This review appears on paperbackparis.com:
Philippe Djian’s latest novel explores the long-term effects of war in an unnamed rural town where soldiers returning from combat must deal with the psychological trauma of their experiences. Marlene, a domestic drama focused on the daily struggles of childhood friends Dan and Richard, chronicles the disruption to their lives when Richard’s sister-in-law comes to stay with them. Dan and Richard joined the military together, fought in Special Forces together, and returned to the same small town together, supporting each other, for better or worse, in their readjustment to civilian life. In an insidious, dread-inducing series of events, Marlene’s presence derails the tenuous grasp they have on sanity.
When the novel begins, Richard is about to finish a three-month stint in prison for driving under the influence. Richard’s wife, Nath, and his 18-year-old daughter, Mona, fight constantly as Mona struggles to deal with her father’s impulsive behavior and her mother’s affairs. She stays with Dan until Richard is released, but her hostility towards her parents mounts over the course of the novel resulting in a tragedy that Dan feels responsible for.

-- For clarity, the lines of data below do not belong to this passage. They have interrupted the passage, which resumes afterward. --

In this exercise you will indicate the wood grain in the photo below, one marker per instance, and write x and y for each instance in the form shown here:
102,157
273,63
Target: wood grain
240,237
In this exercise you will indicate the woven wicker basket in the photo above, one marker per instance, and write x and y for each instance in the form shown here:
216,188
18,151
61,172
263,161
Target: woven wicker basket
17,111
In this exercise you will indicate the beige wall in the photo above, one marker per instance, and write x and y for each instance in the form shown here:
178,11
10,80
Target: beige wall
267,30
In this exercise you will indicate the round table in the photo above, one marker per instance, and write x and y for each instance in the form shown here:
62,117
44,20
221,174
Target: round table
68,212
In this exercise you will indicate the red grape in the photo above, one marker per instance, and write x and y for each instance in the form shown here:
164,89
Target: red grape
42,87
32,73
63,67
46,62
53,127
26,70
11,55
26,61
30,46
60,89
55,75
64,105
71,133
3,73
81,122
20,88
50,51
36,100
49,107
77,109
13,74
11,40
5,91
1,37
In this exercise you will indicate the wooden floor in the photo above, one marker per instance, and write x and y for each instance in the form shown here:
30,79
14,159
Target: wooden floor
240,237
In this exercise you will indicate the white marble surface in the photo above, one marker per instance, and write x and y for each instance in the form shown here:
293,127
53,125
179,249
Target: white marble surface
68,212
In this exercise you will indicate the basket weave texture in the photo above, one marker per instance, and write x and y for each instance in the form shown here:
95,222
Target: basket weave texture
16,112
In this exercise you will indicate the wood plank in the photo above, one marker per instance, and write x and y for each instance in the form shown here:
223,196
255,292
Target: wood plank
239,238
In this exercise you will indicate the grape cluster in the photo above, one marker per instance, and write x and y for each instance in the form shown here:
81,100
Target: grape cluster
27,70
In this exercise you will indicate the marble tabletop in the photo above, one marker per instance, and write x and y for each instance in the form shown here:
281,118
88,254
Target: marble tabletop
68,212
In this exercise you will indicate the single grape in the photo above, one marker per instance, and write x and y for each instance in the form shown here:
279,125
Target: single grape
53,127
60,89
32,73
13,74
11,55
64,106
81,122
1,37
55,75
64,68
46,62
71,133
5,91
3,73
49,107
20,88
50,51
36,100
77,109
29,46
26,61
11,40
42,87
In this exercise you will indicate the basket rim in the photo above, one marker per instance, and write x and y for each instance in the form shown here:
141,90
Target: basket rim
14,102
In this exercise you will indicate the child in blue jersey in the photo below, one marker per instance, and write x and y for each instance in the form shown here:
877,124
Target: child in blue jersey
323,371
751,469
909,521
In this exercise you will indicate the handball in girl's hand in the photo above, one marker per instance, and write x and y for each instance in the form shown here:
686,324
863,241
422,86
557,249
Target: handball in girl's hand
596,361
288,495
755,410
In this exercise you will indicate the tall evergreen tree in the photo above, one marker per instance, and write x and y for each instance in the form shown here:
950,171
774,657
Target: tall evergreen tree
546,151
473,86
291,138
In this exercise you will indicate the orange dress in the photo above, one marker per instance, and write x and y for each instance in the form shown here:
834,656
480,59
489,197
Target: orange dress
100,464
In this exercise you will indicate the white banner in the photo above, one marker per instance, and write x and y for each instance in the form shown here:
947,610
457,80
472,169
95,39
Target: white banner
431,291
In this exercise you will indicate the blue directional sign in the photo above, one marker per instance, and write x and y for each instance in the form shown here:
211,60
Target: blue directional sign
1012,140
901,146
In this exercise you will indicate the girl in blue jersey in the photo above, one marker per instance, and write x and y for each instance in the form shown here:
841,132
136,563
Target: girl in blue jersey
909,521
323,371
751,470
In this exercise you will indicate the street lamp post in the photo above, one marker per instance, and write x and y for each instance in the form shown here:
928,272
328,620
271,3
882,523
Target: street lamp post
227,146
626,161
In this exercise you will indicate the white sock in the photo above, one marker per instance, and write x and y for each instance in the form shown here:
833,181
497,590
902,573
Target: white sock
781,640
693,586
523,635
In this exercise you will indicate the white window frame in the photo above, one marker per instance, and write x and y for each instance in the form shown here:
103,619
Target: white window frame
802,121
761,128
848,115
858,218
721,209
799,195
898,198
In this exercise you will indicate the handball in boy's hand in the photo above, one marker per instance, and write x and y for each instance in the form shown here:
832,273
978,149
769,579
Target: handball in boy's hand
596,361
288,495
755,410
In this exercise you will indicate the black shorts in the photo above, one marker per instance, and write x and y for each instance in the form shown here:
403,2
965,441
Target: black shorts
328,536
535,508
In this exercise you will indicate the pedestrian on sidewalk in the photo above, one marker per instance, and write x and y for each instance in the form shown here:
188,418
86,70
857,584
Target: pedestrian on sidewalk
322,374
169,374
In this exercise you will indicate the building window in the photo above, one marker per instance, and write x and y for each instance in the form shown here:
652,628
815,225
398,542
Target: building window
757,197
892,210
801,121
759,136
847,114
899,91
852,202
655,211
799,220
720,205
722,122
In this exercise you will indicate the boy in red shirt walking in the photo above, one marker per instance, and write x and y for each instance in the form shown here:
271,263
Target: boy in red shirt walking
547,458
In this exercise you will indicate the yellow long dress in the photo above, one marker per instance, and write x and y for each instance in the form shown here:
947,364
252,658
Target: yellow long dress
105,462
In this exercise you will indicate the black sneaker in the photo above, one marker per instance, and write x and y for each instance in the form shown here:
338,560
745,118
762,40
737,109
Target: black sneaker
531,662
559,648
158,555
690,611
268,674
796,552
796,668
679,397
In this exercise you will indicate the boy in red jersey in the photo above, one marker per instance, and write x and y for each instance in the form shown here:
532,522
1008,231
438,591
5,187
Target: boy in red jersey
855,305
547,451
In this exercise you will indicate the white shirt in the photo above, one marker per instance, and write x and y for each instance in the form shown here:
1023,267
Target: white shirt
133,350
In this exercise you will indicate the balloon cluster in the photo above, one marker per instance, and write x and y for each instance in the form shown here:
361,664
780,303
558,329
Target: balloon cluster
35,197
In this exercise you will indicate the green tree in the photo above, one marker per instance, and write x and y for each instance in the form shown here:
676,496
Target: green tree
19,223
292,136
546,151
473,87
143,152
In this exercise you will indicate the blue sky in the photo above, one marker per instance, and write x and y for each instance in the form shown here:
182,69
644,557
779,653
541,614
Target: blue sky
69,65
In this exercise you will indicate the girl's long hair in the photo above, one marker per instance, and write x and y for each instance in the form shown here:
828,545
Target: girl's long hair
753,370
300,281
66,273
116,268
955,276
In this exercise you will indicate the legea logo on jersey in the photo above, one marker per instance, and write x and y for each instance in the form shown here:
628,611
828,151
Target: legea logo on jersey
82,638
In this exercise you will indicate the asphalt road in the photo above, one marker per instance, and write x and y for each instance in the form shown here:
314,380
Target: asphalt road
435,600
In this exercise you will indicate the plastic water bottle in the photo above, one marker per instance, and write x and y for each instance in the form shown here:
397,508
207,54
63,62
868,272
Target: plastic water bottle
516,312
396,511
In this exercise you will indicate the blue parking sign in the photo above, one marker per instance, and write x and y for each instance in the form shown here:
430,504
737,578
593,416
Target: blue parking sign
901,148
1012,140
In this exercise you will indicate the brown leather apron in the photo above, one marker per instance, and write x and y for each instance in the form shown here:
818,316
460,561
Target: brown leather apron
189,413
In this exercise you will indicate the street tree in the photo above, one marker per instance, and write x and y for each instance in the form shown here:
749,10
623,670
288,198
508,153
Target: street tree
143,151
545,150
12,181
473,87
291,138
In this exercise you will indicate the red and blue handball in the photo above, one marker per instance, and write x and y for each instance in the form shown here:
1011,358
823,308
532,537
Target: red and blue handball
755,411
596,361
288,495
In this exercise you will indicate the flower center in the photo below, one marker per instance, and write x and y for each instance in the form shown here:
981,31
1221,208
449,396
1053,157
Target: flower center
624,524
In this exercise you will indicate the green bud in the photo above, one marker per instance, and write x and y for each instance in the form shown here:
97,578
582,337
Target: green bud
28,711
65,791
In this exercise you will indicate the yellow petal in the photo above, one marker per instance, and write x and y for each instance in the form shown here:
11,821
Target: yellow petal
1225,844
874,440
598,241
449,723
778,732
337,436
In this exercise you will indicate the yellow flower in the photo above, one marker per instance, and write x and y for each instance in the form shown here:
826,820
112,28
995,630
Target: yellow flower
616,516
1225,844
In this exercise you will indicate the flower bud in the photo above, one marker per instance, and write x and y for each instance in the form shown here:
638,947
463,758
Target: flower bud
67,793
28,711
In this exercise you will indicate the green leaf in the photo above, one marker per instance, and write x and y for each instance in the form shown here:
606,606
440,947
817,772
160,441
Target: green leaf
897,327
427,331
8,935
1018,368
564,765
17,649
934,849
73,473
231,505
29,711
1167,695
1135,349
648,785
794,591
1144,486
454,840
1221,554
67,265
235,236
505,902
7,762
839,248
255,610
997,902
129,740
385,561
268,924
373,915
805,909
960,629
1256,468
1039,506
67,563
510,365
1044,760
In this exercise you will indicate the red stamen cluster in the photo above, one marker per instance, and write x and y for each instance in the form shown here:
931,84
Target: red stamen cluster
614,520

At the same time, Nath’s sister Marlene comes to stay with them. Her reputation for tumultuous relationships and promiscuity precedes her, and, though she tries, she finds it difficult to reset the course of her life. As Dan and Marlene begin a secret relationship, Richard becomes involved in increasingly dangerous scenarios that frighten those close to him; Mona rages; and Nath can’t get rid of an obsessed lover. Their relationships with each other morph and strain over time, leading to a classic setup of dramatic irony as the novel’s events careen towards catastrophe.
A veteran novelist, Djian deftly builds tension as the novel progresses to its violent end. His depiction of war-induced trauma in Marlene gives the centuries-old tale of the outsider-wreaking-havoc a contemporary twist. Unfortunately, the suspense Djian builds through multiple perspectives leads to a muddled narrative, especially as the chapters get longer. It becomes difficult at times to understand who is speaking, and some events occur with little explanation.
In just 200 pages, Marlene reads more like an accomplished and compelling bundle of sketches rather than a fully-fleshed novel. Djian’s experience as a writer makes the sketches cohesive. The end result is certainly worth reading, but it is difficult. Considering the subject matter, though, Djian likely wanted it to be so.